Question 251
You have important legal hold documents in a Cloud Storage bucket. You need to ensure that these documents are not deleted or modified. What should you do?
A. Set a retention policy. Lock the retention policy.
B. Set a retention policy. Set the default storage class to Archive for long-term digital preservation.
C. Enable the Object Versioning feature. Add a lifecycle rule.
D. Enable the Object Versioning feature. Create a copy in a bucket in a different region.
Question 252
You are designing a data warehouse in BigQuery to analyze sales data for a telecommunication service provider. You need to create a data model for customers, products, and subscriptions. All customers, products, and subscriptions can be updated monthly, but you must maintain a historical record of all data. You plan to use the visualization layer for current and historical reporting. You need to ensure that the data model is simple, easy-to-use, and cost-effective. What should you do?
A. Create a normalized model with tables for each entity. Use snapshots before updates to track historical data.
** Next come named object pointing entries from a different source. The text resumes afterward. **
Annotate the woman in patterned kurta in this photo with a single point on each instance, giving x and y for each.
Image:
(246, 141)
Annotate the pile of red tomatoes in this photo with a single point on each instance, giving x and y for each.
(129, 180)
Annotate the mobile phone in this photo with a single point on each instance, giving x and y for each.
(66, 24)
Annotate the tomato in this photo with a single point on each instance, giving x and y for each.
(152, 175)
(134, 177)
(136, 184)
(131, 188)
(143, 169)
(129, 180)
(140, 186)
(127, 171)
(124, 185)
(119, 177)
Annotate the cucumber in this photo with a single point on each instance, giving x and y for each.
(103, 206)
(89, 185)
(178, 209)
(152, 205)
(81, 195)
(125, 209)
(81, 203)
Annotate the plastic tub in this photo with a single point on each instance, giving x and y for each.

B. Create a normalized model with tables for each entity. Keep all input files in a Cloud Storage bucket to track historical data.
C. Create a denormalized model with nested and repeated fields. Update the table and use snapshots to track historical data.
D. Create a denormalized, append-only model with nested and repeated fields. Use the ingestion timestamp to track historical data.
Question 253
You are deploying a batch pipeline in Dataflow. This pipeline reads data from Cloud Storage, transforms the data, and then writes the data into BigQuery. The security team has enabled an organizational constraint in Google Cloud, requiring all Compute Engine instances to use only internal IP addresses and no external IP addresses. What should you do?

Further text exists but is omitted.